Presently, I still must struggle with Casual Relations, but it took me many viewing of other Rappaport films, such as Scenic Route and Chain Letters, to see what was really going on. If there is an in-road to understanding Casual Relations, or better yet ‘feeling’, what Rappaport is striving towards, that key comes in one harsh and naked scene. A photographer attempts to take naked pictures of a young model while screaming at his wife and child off screen. Outside of the vulgarity, the real humor and sadness, comes from a man torn the reality of his family and the fantasy before his camera.
This coexistence of reality and fantasy share equal space across the entire film. Each vignette explores real human desires, but in such unconventional terms that the whole film takes on the feelings of an experimental farce. Early images of blue skies and clouds, accented with high pitch tones and later imagery of iron bridgework with similar sounds feel as if they could have come from a Michael Snow film . While the static camera and the limited action of scenes where a woman watches television all day or another stares at the wall could be right at home in Warhol’s oeuvre.
However, Rappaport has more of a sense of humor than Snow or Warhol. He also have more interest in human psychology and in particular, the strange obsessions and dreams that drive us all. He also stealthily hints that our dreams and obsessions may be intertwined. This notion connected lives is continued in later works by Rappaport, but here a germination of this idea is presented. A picture above a bed gives insight into one woman’s recurring nightmares, while the porno film that another woman stars transforms into a man’s imaginative stimulation. Again and again Rappaport slyly connects dots bringing seemingly unconnected vignettes together.
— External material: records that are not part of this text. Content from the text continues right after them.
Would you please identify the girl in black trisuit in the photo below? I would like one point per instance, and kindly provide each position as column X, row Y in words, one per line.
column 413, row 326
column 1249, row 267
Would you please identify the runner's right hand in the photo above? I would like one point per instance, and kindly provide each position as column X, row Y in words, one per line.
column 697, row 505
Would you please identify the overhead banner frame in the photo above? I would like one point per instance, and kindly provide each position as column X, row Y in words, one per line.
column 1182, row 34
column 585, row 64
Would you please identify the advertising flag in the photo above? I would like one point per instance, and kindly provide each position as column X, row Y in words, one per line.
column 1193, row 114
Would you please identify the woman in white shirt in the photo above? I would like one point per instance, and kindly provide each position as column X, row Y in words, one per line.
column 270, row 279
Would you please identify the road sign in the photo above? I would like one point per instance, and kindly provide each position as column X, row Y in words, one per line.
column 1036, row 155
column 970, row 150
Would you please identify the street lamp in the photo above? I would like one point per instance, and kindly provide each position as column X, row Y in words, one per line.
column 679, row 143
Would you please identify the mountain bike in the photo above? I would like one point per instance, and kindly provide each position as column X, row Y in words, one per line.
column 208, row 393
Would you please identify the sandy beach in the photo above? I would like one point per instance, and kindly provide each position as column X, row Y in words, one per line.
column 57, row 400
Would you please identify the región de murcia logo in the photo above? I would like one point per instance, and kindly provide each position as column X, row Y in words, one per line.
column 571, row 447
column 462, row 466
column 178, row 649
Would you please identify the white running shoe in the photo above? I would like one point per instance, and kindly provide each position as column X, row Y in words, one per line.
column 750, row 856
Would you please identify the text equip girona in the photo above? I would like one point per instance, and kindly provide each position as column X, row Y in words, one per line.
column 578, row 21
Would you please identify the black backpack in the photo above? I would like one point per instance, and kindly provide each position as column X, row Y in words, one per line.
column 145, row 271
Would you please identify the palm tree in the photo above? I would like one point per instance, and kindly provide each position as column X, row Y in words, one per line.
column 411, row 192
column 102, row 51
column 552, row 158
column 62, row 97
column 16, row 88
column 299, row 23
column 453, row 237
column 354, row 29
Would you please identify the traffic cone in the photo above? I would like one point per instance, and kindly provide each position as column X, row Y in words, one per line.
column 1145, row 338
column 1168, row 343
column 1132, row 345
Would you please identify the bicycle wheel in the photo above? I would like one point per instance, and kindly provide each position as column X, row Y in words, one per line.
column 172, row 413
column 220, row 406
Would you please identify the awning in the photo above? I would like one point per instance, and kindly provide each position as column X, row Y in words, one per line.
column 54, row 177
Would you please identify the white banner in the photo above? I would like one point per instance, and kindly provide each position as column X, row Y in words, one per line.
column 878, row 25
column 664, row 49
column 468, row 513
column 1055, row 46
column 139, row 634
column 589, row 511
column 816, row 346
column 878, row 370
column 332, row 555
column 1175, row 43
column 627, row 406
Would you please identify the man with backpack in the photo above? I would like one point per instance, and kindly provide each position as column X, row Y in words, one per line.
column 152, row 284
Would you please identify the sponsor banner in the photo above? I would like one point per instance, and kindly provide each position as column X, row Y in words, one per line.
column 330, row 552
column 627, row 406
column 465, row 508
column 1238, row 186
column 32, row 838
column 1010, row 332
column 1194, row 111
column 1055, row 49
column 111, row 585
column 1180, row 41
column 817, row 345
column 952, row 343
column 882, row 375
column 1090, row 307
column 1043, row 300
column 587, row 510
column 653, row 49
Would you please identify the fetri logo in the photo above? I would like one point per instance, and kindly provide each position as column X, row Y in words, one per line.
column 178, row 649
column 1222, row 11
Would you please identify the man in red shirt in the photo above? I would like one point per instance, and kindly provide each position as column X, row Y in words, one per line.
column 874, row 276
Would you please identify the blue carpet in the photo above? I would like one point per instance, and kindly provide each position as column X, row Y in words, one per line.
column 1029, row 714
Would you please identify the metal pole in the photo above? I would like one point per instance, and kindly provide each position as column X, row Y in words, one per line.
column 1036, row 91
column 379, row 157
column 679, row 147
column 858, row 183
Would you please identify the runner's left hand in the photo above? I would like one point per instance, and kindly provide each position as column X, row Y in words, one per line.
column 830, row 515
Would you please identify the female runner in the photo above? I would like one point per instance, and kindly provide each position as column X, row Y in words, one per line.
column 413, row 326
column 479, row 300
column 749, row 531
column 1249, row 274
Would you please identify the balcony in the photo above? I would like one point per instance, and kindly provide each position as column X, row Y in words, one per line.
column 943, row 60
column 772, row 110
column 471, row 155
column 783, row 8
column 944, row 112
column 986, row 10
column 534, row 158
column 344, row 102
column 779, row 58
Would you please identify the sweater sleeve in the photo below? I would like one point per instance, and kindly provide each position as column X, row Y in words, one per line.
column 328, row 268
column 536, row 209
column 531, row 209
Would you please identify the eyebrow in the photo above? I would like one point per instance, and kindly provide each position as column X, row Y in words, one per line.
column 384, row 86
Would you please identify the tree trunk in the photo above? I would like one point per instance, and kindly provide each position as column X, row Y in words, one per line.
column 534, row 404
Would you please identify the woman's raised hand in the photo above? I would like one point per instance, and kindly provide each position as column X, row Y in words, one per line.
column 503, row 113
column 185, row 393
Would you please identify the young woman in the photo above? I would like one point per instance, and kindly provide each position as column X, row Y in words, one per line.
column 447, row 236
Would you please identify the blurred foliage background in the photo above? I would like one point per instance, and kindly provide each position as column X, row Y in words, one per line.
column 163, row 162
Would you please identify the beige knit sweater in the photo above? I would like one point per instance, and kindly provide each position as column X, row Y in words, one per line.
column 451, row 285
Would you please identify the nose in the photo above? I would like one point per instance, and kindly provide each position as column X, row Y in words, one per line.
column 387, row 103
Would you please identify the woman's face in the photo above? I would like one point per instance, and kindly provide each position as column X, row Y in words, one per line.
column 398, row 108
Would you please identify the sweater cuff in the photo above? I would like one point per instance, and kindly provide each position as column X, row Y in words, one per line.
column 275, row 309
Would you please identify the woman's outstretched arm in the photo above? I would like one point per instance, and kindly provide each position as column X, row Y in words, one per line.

As much as I can first find it aggravating, I ultimately admire Rappaport for his understatement. It would be wrong to say he uses red herrings or deception, but he is constantly presenting scenes that are never quite what they appear to be. A better analogy might be that of a man with a mask. The mask hides the man’s face, but all men choose their masks. The man’s choice of a mask says something about who he is at the same time it hides his physical appearance.
Rappaport is constantly putting masks on his work, that hide their true intent. This makes his work is difficult to grasp. My first impression of his films is always a toss up between genius and incompetency. With subsequent viewing and a willful redirection of my own mind, or perhaps a removal of some inner mask, I am able to feel for his films. They hide behind masks because what lies underneath, our true feelings, dreams, obsessions, they are all raw and vulnerable.
It will take many subsequent viewings at many stages in my life before I can even begin to understand Casual Relations.